Il ruolo della donna è stato lungamente associato a quello della musa ispiratrice, ma cosa succede quando le donne sono muse per se stesse?
Femmina e donna, quale delle due? Quando sia parla del femminile nell’arte si tende a qualificarlo come essenziale principio dell’ispirazione. In questo senso le donne sono state soggetto dei quadri e della letteratura ma erano nella realtà delle cose, quelle che si toccano e si guardano davvero, riflesso di un altro soggetto, riflesso dello sguardo che si aveva su di loro. Si è dunque venuto a creare un paradosso, donne dipinte, che esistono solo nello spazio della pennellata, ma non dei loro occhi.
Le muse nell’antichità
Donna angelo, femme fatale, musa. Gli attributi che sono stati cuciti sulle forme delle nostre madri e continuano ad esserlo sulle loro figlie non sono dati da donne. Il fatto appare di per sé molto chiaro ed in un certo senso auto-esplicativo. Qualora si parli di femminile si crea un certo alone di mistero, lunare quasi, incomprensibile per chi vive alla sola luce del sole. I principi vitali delle diverse culture del mondo si basano appunto sulla distinzione che il genere umano ha in sé, andando a caratterizzare i poli del mondo che possiamo e non possiamo vedere. Proprio analizzare lo sguardo può essere utile per comprendere come il femminile sia stato lungamente solo scorto, mai guardato, mai visto davvero, per timore di non averne più il controllo.
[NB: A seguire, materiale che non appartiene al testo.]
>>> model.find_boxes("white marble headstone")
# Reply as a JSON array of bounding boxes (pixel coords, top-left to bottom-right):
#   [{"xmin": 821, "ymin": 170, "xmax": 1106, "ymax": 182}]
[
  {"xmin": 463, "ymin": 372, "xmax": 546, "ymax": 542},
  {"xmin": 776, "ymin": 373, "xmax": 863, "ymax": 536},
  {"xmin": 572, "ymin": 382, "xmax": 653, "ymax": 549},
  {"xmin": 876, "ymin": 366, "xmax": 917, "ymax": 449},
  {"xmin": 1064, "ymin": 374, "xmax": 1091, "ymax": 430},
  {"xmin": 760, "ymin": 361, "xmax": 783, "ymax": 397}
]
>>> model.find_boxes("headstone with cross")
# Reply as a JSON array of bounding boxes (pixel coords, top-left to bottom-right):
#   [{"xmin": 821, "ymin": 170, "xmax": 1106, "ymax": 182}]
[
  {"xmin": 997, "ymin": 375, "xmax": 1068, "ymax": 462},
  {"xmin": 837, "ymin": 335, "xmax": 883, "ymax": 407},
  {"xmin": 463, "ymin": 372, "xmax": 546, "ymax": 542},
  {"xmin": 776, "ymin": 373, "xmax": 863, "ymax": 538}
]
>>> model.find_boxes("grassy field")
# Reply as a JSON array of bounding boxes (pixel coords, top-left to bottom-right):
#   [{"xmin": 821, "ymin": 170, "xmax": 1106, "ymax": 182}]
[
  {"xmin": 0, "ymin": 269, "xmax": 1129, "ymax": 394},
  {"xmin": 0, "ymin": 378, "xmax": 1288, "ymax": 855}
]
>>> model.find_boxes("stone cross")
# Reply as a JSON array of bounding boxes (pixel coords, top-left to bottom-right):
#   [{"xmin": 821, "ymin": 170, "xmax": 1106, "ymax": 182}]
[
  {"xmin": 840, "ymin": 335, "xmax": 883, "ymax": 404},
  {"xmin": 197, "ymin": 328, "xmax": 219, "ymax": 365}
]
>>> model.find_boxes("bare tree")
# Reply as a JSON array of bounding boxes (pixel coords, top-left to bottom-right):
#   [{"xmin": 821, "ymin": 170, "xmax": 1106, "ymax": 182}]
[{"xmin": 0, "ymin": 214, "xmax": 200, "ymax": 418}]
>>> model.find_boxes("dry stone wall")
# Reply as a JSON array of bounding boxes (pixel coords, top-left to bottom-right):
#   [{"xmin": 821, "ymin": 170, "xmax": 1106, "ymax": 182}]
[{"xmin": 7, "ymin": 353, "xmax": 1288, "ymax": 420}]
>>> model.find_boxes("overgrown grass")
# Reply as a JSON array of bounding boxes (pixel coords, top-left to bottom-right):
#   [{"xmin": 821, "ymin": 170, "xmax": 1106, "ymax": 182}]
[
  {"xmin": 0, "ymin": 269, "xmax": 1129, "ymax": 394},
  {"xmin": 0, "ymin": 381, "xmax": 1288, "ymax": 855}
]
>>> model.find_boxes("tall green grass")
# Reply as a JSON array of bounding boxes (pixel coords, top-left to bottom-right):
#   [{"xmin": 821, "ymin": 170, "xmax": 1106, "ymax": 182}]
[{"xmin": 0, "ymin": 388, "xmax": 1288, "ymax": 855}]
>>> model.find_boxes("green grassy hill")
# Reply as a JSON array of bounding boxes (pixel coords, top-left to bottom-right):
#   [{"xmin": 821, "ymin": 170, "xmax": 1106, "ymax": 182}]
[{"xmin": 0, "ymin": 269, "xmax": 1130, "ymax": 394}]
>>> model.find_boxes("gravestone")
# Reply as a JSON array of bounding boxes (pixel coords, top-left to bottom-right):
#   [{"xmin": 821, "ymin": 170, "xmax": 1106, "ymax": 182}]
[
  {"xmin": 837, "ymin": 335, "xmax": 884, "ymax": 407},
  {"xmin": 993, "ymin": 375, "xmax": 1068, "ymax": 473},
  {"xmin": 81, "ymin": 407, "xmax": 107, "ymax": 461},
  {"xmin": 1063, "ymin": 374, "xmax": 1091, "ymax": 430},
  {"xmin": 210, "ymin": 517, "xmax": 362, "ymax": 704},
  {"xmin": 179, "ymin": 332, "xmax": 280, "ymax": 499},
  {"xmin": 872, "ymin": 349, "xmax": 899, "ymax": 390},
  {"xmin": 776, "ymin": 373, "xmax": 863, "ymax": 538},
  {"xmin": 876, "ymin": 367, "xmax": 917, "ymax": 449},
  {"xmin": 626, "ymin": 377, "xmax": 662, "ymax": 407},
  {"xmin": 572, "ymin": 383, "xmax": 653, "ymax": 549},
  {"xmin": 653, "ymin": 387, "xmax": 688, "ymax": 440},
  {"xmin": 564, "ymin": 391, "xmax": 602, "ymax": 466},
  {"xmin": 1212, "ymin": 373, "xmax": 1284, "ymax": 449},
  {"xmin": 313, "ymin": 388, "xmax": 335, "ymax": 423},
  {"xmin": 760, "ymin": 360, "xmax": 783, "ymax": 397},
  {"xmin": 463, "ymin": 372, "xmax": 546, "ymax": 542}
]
Le muse sono state prese a modello per le arti, che non a caso hanno il genere grammaticale al femminile. Esse sono divinità, figlie di Zeus e Mnemosyne, la Memoria, ed ancora oggi riescono ad irradiare il loro potere, proteggendo i campi della sapienza umana, conoscendo non solo il passato ed il presente ma anche il domani. Il loro canto era il migliore, chiunque le sfidasse ne veniva irrimediabilmente sconfitto; così le sirene perdono le loro ali e le muse le rendono corone.
Da un certo momento in poi le muse non cantano più, lasciano che siano altri a tessere le loro voci, si lasciano guardare, leggere, scolpire, intagliare nelle melodie della vita, fino a divenire riflessi, fino a divenire dormienti.
Le muse dormienti
La musa è nuda? O è spogliata? Perché nelle opere pittoriche non riusciamo a tenerne lo sguardo? Cosa ci spaventa?
Carol Ann Duffy, poetessa scozzese, della modella dice così: “Sei ore in questo modo per pochi franchi./Pancia capezzolo culo alla luce della finestra/lui mi prosciuga il colore. Un po’ più a destra,/Madame. E cerca di stare ferma” (Standing female nude). Il testo si conclude in maniera lapidaria, il quadro non le somiglia, dice, lei lo guarda ma non vi si riconosce. Semplicemente non è lei, quell’immagine non è suo specchio, ad essere rappresentato è lo sguardo che ha su di sé. Ci basti pensare che molti pittori erano così attenti alle parti che dovevano rappresentare da scegliere alcune modelle, alcune muse, per alcuni piccoli dettagli, una spalla, una coscia, collage di donne inesistenti di cui temiamo il giudizio. Sono muse dormienti, muse che non possono pensare.
Vi sono delle donne che tuttavia, già nel XVI secolo, hanno provato ad uscire dalla loro condizione ma hanno potuto farlo soltanto perché in situazioni estremamente privilegiate o estremamente svantaggiate. La loro libertà era frutto di un eccesso. È bizzarro leggere per noi i testi di Isabella Andreini perché, in piccoli lampi, lo sguardo diviene femminile: “ma se pur tu vuoi precipitarti/ io voglio che questo seno mio sia il tuo precipizio”.
Le muse parlanti
Persino Montale, con tutti i capolavori di cui è stato capace, temeva le donne. E non le temeva perché mute, ma perché dotate di voce, forse eredi di quel canto musaico con cui si perdeva la conoscenza. Lo spaventavano e spaventano ancora molti uomini dell’oggi.
Da poco tempo le donne sono riuscite ad essere soggetti attivi del proprio canto, senza temere il giudizio degli occhi. Li hanno aperti e non guardano altrove, fisse nell’occhiata furtiva dello spettatore, che è innanzitutto figlio dello specchio. Non è facile vedersi riflessi in qualcosa che non si sa guardare perché non si sa dove cominciare.
Goliarda Sapienza, Elsa Morante, Isabella Andreini, Medea, Mnemosyne, Iside, tutti riflessi di una gemma che pareva dimenticata ma ha gli occhi giusti finalmente, gli occhi veri, liquidi, della metà del mondo che può cantare.